The corporation is financially self-sustaining. EDC raises funds by charging fees for its services and interest on its loans, as well as issuing debt in capital markets.

EDC operates according to a Corporate Plan approved annually by the federal government, and its Operating Principles dictate that it conducts its business in a manner that is respectful of applicable international agreements to which Canada is a party; is consistent with its Corporate Sustainability Responsibility (CSR) commitments; and ensures the sound financial management of its activities.

In 2011, EDC and BDC (Business Development Bank of Canada) announced the signing of a new protocol to coordinate collaborative efforts between the two Crown corporations to better benefit Canadian businesses.

===Publications===
EDC publishes an online magazine for Canadian Exporters, ExportWise (Exportateurs avertis in French).

===Locations===
In addition to the Ottawa headquarters, EDC operates from 20 regional offices in Toronto, Kitchener, London, Mississauga, Windsor, Vancouver, Calgary, Edmonton, Regina, Saskatoon, Winnipeg, Montreal, Sherbrooke, Brossard, Drummondville, Quebec, Saint-Laurent, Halifax, Moncton, St. John's, Charlottetown; as well as from 21 offices abroad including in; Australia, Brazil, Chile, China, Colombia, Germany, India, Mexico, Peru, South Africa, Singapore, Turkey, the UAE, the United Kingdom and the United States.

===Executive team===
As of March 2023
- Mairead Lavery - President and CEO
- Carl Burlock - EVP and Chief Business Officer
- Lorraine Audsley - SVP and Chief Sustainability Officer
- Jacques Chamberland - SVP and Chief Transformation Officer
- Guillermo Freire - SVP, Mid-Market
- Sven List - SVP, Corporate and International
- Sameer Madhok - SVP, Chief Internal Auditor and Senior Officer for Internal Disclosure
- Dan Mancuso - SVP, Special Advisor
- Scott Moore - SVP, Finance and Chief Financial Officer
- Julie Pottier - SVP, Small Business, Partnerships and Head of Insurance
- Liette Vigneault - SVP, People and Culture
- Todd Winterhalt - SVP, Communications and Corporate Strategy

==Services==
EDC provides trade credit insurance and export financial services, bonding products and small business solutions to Canadian exporters and investors and their international buyers. EDC also supports Canadian direct investment abroad and investment into Canada. Much of its business is done in partnership with other financial institutions and through collaboration with the government of Canada.

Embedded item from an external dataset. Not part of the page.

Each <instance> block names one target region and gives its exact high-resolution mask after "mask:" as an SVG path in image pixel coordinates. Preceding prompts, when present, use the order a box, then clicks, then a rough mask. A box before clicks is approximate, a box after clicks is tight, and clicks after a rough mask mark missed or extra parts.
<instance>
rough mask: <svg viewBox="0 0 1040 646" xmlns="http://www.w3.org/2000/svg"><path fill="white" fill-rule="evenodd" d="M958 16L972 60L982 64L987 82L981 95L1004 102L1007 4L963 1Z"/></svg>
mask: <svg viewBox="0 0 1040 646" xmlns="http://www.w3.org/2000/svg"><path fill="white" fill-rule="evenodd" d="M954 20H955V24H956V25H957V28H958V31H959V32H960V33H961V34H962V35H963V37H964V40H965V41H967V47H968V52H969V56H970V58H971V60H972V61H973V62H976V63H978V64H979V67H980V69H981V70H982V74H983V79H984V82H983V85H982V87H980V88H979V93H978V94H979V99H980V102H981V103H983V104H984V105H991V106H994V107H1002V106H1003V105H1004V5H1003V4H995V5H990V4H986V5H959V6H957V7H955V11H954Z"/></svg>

EDC offers services for companies wanting to grow their business internationally, secure financing, invest or get financing, or other ends.

==Governance==
EDC is governed by a board of directors composed of representatives primarily from the private sector. The Board's responsibility is to supervise the direction and management of EDC. The Board reports to Parliament through the Minister for International Trade. Board members are appointed by the Government of Canada.

===Board of directors===
As of March 2023
- Abdelmessih, V. (Chair)
- Boivin, P.
- Culbert, H.
- Gupta, K.
- MacWilliam, K.
- Matuszewski, P.
- McLeese, R.
- Payette, R.
- Sharma, M.
- Stairs Krishnappa, A.
- Yuers, K.

==Sustainability and programs==
Corporate Sustainability and Responsibility is an operating principle at EDC, and it has a partnership with CARE Canada.

It has a youth education program, with the "International Business Scholarships." EDC awards up to 30 scholarships annually, 25 of which go to undergraduate university or college students interested in international business, with up to 5 additional scholarships for students in programs which combine business with environmental or sustainability studies. An EDC scholarship is worth a $4,000 cash award.

==Events by EDC==
EDC participates in a number of events, both their own hosted and partnered events.

EDC events include "Lets Talk Exports." Each spring, EDC's vice-president and chief economist travels across Canada to share his view on the global economy. There is also the "Global Export Forecast", by EDC's vice-president and chief economist, produced twice per year in April and October.